Israel
FOREIGN TRADE
In 1988 Israel had a quasi-open economy. Its chronic trade imbalance
reflected the country's military burden, its need to import capital
and raw materials, and its excess civilian consumption. This trade
deficit had long been covered by transfers and loans of various
sorts. Despite drops in the prices of oil and other commodities
(the effects of which were felt mainly in 1986) and improvement
in Israel's terms of trade because of the fall in value of the
United States dollar and the parallel strengthening of European
currencies, the balance of trade worsened in 1986. The drop reflected
a surge in inventory rebuilding after the 1984-85 recession.
Despite their high level, Israeli tariffs were not the major
trade barrier. In addition to the standard specific and ad valorem
tariffs, Israel also imposed a purchase tax, compulsory surcharges,
unlinked deposits, excise duties, stamp duties, and a value-added
tax on all imported products. These taxes were designed to regulate
domestic demand and to raise revenue. Lacking a mechanism by which
to deal with dumping and other unfair trade practices, the government
historically used the unilaterally imposed compulsory surcharge
as a convenient measure by which to protect domestic products
from foreign competition.
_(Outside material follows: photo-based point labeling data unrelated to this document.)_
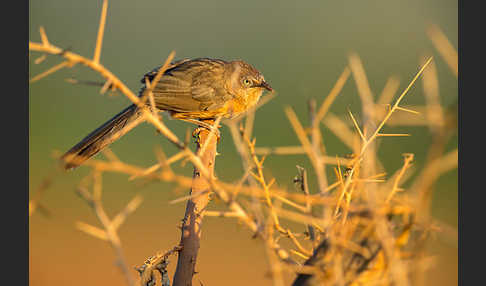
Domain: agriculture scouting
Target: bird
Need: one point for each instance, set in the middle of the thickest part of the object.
(190, 90)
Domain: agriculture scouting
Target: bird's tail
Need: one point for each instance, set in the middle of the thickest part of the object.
(103, 136)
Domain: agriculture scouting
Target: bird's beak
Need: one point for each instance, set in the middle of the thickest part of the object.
(266, 86)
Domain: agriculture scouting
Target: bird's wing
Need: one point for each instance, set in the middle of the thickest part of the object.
(191, 85)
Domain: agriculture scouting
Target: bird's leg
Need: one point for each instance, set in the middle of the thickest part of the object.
(202, 125)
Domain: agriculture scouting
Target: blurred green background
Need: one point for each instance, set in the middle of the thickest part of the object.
(301, 47)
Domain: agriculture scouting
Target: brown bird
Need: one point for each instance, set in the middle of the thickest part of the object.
(190, 90)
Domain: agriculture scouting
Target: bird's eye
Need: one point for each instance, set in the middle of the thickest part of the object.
(247, 82)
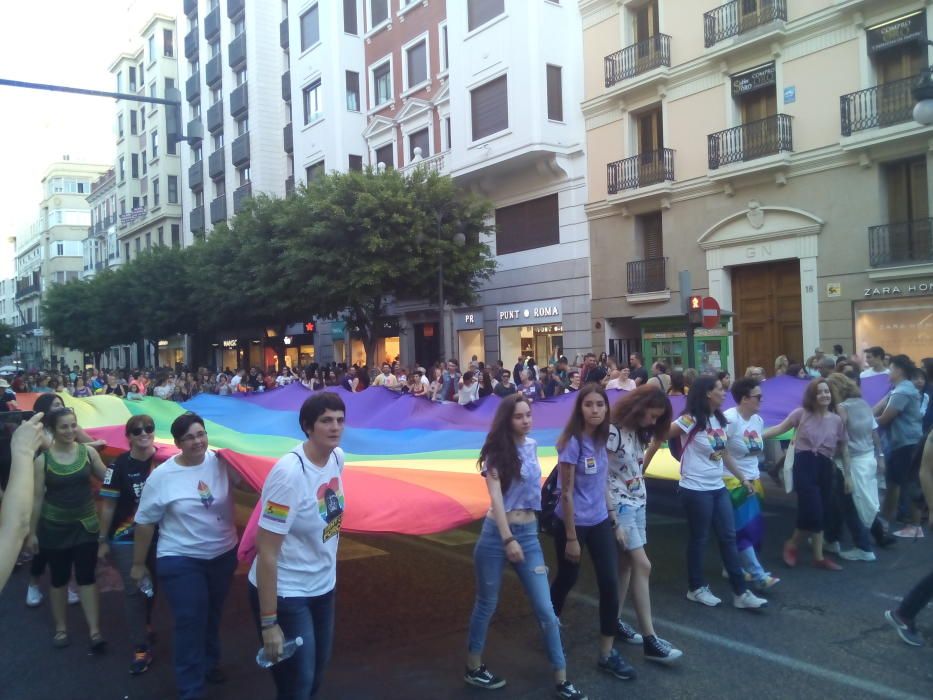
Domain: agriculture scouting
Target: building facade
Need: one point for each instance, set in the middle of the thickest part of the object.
(766, 147)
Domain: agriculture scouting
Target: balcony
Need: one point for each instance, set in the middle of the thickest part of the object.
(750, 141)
(240, 195)
(191, 44)
(234, 8)
(905, 243)
(212, 24)
(215, 164)
(213, 73)
(639, 58)
(239, 150)
(649, 168)
(287, 137)
(283, 33)
(196, 176)
(733, 19)
(193, 87)
(196, 220)
(287, 86)
(239, 101)
(215, 116)
(219, 209)
(236, 51)
(877, 107)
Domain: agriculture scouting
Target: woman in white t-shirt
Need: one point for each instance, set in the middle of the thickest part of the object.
(293, 576)
(189, 497)
(701, 431)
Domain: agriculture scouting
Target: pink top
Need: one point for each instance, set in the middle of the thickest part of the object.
(816, 434)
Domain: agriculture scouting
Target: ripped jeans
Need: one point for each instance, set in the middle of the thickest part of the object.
(489, 559)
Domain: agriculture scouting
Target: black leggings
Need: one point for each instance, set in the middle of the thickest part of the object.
(82, 556)
(604, 554)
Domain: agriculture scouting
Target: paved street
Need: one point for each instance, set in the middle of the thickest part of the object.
(404, 605)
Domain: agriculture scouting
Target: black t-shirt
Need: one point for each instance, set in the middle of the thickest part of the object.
(124, 484)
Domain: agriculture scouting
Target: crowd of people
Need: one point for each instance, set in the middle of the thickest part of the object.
(170, 531)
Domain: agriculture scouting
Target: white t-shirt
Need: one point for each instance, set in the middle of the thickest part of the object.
(744, 442)
(192, 506)
(701, 461)
(305, 503)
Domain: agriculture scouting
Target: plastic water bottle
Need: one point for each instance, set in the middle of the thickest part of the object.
(288, 649)
(145, 585)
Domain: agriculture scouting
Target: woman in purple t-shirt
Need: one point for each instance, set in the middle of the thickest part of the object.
(582, 517)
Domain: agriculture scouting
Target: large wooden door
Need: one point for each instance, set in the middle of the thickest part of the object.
(766, 302)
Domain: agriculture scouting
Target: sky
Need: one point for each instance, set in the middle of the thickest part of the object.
(65, 43)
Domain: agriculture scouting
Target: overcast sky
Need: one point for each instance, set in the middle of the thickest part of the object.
(65, 43)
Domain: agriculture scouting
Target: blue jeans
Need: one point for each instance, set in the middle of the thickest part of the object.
(196, 590)
(705, 509)
(489, 559)
(312, 619)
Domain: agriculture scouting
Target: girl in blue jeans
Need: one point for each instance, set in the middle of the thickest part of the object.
(509, 461)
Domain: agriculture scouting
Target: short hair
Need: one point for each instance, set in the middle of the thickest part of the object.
(314, 407)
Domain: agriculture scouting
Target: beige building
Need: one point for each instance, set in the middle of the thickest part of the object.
(768, 148)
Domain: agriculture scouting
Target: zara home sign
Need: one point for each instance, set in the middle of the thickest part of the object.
(531, 314)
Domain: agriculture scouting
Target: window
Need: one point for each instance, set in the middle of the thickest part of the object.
(382, 84)
(481, 11)
(419, 139)
(527, 225)
(353, 91)
(489, 108)
(417, 56)
(310, 29)
(378, 12)
(555, 95)
(313, 102)
(384, 155)
(349, 17)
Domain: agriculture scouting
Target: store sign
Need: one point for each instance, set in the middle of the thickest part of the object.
(900, 289)
(900, 31)
(530, 314)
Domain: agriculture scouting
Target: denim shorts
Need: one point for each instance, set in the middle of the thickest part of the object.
(631, 520)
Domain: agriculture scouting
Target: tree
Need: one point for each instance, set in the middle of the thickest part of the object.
(378, 237)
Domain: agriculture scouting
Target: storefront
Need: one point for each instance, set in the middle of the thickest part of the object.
(468, 326)
(898, 317)
(530, 330)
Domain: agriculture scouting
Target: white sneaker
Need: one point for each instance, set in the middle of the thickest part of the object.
(704, 596)
(856, 554)
(748, 600)
(33, 596)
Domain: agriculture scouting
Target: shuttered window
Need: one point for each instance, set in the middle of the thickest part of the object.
(489, 107)
(527, 225)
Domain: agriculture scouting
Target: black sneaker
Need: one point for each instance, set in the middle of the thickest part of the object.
(568, 692)
(481, 678)
(627, 633)
(142, 659)
(617, 666)
(660, 650)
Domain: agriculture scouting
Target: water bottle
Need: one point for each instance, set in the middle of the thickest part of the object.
(288, 649)
(145, 585)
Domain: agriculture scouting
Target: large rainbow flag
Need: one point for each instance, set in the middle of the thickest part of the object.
(411, 464)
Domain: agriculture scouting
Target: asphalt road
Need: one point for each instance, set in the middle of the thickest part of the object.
(404, 605)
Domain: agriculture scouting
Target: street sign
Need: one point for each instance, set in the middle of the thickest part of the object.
(710, 312)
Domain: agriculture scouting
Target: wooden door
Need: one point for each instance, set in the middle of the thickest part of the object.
(767, 306)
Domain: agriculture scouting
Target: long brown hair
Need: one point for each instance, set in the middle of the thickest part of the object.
(499, 451)
(576, 424)
(631, 408)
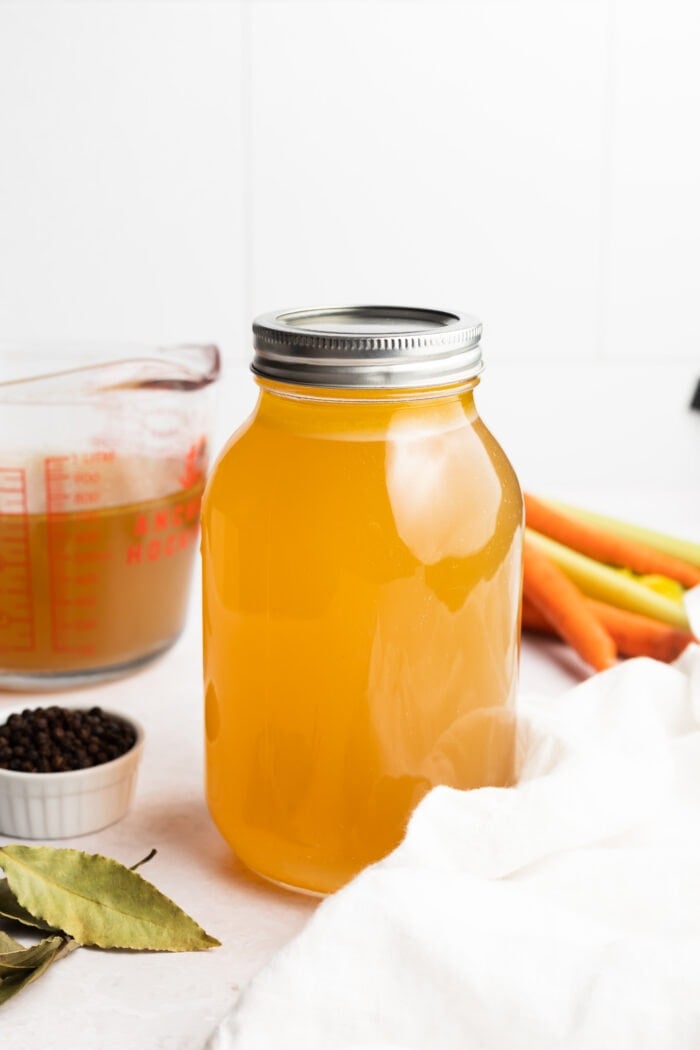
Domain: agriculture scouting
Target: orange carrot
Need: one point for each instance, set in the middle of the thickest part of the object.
(634, 635)
(605, 546)
(560, 602)
(637, 635)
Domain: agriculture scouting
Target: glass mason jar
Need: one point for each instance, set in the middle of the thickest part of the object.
(362, 560)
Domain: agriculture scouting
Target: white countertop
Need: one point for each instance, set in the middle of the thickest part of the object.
(148, 1001)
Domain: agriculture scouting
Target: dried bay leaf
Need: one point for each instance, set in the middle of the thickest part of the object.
(98, 901)
(11, 908)
(8, 943)
(12, 985)
(14, 963)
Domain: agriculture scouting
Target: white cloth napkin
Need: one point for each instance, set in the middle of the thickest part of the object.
(561, 912)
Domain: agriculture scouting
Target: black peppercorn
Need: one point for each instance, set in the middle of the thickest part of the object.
(56, 739)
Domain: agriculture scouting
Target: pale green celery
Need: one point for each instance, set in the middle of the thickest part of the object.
(607, 584)
(684, 549)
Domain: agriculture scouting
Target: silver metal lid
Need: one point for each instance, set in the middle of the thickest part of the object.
(367, 347)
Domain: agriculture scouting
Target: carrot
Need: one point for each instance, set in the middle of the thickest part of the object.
(606, 546)
(634, 635)
(533, 620)
(560, 602)
(638, 635)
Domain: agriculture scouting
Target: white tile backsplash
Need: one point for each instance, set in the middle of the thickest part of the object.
(120, 171)
(169, 168)
(444, 153)
(655, 190)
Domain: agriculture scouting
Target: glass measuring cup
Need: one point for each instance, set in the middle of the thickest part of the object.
(103, 455)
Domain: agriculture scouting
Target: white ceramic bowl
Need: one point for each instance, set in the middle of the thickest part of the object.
(57, 805)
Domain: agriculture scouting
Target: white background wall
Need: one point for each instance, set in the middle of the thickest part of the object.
(168, 169)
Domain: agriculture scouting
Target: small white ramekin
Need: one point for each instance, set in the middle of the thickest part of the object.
(58, 805)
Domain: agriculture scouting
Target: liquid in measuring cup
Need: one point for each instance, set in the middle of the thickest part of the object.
(93, 574)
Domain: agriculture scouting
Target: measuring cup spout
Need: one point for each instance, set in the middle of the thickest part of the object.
(50, 372)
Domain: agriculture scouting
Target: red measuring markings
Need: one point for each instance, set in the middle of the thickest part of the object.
(17, 627)
(72, 496)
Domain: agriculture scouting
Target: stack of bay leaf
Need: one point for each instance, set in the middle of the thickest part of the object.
(75, 899)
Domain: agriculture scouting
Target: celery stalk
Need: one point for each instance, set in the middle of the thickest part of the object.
(607, 584)
(684, 549)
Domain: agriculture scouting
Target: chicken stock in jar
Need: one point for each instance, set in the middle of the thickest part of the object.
(362, 562)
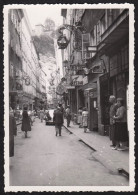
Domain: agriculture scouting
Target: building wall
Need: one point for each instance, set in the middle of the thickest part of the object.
(23, 61)
(108, 30)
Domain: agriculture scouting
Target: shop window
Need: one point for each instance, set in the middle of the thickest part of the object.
(85, 44)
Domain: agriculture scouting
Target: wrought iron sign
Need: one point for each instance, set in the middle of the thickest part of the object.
(99, 69)
(62, 42)
(77, 67)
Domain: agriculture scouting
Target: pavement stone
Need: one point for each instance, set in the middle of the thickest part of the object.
(111, 159)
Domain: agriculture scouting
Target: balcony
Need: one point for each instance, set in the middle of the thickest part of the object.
(118, 29)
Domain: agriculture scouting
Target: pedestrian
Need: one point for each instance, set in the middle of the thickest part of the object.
(121, 132)
(85, 119)
(12, 132)
(26, 126)
(68, 115)
(58, 120)
(30, 116)
(41, 113)
(79, 121)
(112, 113)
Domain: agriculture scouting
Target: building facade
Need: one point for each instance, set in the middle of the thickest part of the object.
(25, 71)
(99, 56)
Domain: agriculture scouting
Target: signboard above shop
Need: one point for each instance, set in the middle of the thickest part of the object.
(77, 80)
(85, 80)
(77, 67)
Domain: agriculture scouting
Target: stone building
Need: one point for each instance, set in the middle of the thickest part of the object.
(25, 70)
(98, 53)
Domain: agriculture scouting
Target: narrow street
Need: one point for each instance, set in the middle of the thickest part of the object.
(43, 159)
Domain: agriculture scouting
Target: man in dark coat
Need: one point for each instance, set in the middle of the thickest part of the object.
(112, 113)
(68, 116)
(26, 126)
(58, 119)
(12, 132)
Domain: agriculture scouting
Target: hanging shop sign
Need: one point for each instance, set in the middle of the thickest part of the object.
(98, 69)
(27, 81)
(92, 49)
(62, 42)
(90, 92)
(77, 80)
(77, 67)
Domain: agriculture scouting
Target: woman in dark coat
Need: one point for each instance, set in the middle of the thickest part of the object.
(121, 132)
(26, 126)
(12, 132)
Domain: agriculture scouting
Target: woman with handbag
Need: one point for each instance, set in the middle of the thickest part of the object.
(26, 126)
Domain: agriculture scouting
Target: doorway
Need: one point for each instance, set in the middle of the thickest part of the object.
(93, 114)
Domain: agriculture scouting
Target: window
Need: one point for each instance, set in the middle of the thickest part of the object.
(85, 44)
(112, 14)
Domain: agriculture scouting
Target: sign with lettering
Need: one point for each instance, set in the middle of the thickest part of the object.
(77, 80)
(77, 67)
(85, 80)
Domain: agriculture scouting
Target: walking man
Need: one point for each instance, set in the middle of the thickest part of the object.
(58, 119)
(68, 116)
(113, 109)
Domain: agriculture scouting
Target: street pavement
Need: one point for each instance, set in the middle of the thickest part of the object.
(111, 159)
(43, 159)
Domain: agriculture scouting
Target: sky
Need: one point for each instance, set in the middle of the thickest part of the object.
(37, 15)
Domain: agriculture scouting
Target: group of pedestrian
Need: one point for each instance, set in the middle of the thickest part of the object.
(58, 119)
(118, 124)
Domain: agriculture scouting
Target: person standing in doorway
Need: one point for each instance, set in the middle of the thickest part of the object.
(85, 119)
(121, 132)
(58, 119)
(68, 116)
(113, 109)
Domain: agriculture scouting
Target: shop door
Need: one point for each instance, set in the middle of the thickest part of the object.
(93, 115)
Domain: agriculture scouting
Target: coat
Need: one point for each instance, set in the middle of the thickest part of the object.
(41, 113)
(85, 118)
(58, 117)
(12, 132)
(26, 126)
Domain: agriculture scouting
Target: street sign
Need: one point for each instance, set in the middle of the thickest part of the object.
(98, 69)
(77, 80)
(92, 49)
(60, 89)
(85, 80)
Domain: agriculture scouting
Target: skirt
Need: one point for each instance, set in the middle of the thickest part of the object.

Most of these charges, however, were
rebatable to exporters as part of the export subsidy program.
The brunt of these taxes, therefore, was borne by the nonexport
sector.
One potentially discriminatory nontariff barrier arose from the
administration of the purchasing tax. For purposes of the purchasing
tax, the taxable value of an imported product must reflect its
domestic wholesale price. The percentage difference between the
imputed wholesale price and the tariff-included import price represents
the markup, known by the Hebrew acronym Tama. As long as the Tama
reflects the true wholesale markup, there is no increased protectionism.
Only to the extent that the true markup is less than the Tama,
is there an implicit hidden tariff in Israel.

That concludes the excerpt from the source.